Although I’m sure Jim Donald and Isegoria read each other, and probably share a fair number of sources, I’m not certain of coordination in this case. All of which makes the conclusions all the more frightening. After suggesting a clean transition to a military-style US Imperium as an almost perfect way out of our current stateside dilemma in Preparation for Civil War Two, Jim gives at least one very good reason why this is so unlikely:
Unfortunately such a tranquil transition seems improbable, for every officer above company grade in the US army is selected not only for political correctness, but, more importantly, for lack of military competence. The Cathedral fears losing a war with the US military far more than it fears the US military losing a war with some external enemy. A successful coup requires a leader who commands a reasonable level of respect from the junior officers. Being such a potential coup maker absolutely disqualifies officers for promotion above company grade.

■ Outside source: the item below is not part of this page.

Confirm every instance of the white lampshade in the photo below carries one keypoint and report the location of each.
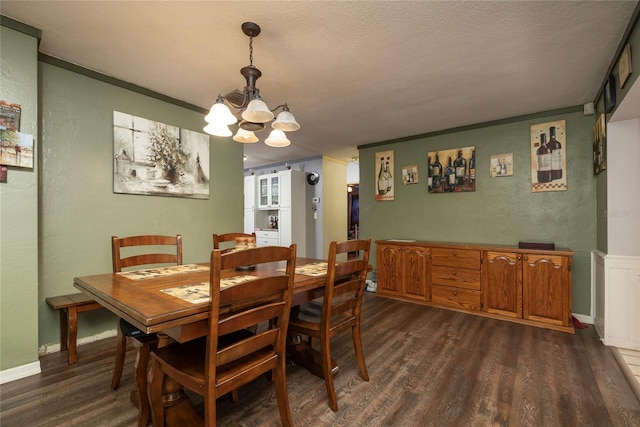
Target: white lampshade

And then, by way of Isegoria on Rank Incompetence, William S. Lind at TAC answers:
Why is military incompetence so widespread at the higher levels of America’s armed forces? Speaking from my own observations over almost 40 years, I can identify two factors. First, nowhere does our vast, multi-billion dollar military-education system teach military judgment. Second, above the rank of Army, Marine Corps, or Air Force captain, military ability plays essentially no role in determining who gets promoted.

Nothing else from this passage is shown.